Climate change could make flying more expensive in the future and it’s all down to increased turbulence, according to Paul Williams, a Professor of Atmospheric Science in the Department of Meteorology at the University of Reading.
He said: “Invisible turbulence in the atmosphere is generated by what atmospheric scientists call a wind shear. It means that the higher up you go, the stronger winds blow.
“So for example, if you’ve ever climbed the Eiffel Tower, you’ll know that when you’re on the ground it’s usually not very windy but as you climb up and go higher, the winds speed picks up.
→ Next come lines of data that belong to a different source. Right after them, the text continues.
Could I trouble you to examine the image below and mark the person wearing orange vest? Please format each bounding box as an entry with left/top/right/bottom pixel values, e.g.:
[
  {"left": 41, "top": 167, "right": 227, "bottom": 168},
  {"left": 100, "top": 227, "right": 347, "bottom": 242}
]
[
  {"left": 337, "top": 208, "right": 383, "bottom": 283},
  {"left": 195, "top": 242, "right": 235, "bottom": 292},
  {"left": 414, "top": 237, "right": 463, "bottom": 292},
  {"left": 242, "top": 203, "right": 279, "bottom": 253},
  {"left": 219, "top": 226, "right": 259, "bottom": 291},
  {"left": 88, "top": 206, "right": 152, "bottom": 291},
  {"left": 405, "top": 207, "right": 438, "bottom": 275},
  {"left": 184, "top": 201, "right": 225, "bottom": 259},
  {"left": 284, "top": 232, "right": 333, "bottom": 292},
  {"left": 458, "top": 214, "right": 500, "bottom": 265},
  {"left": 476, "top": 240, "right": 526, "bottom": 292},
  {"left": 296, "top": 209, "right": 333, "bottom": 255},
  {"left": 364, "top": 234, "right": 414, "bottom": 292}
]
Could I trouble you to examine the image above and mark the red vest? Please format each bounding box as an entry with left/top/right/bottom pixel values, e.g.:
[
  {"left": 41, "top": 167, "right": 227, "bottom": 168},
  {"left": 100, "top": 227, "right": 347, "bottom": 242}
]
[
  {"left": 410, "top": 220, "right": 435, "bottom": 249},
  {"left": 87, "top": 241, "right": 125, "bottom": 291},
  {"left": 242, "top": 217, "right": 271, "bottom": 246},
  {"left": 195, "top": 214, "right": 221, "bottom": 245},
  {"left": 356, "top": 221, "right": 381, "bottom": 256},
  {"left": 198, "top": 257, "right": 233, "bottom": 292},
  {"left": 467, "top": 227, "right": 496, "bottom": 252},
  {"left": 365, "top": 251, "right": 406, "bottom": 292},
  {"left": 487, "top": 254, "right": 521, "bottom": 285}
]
That’s a wind shear.
“That effect increases all the way up to 10 kilometres in altitude where planes fly and it is wind shears, in the atmospheric winds that cause clear-air turbulence, and we have evidence that the jet stream is speeding up because of climate change.
“So that’s increasing the wind shear, increasing the instabilities and causing more turbulence to break out.
“There are a number of different ways in which turbulence costs the airlines money and of course they have to pass those costs on to the passengers. The most obvious way is injuries to passengers, flight attendants and crew. We know that there are thousands of planes every year in the USA alone encountering severe turbulence which is strong enough to hospitalise people.
“If you add up all of these costs, the total cost of turbulence to the airlines is estimated to be up to $US500 million a year in the USA alone and if you extrapolate that figure globally, we’re easily talking into the billions of dollars a year as being the cost of turbulence to airlines which of course gets passed on to passengers.”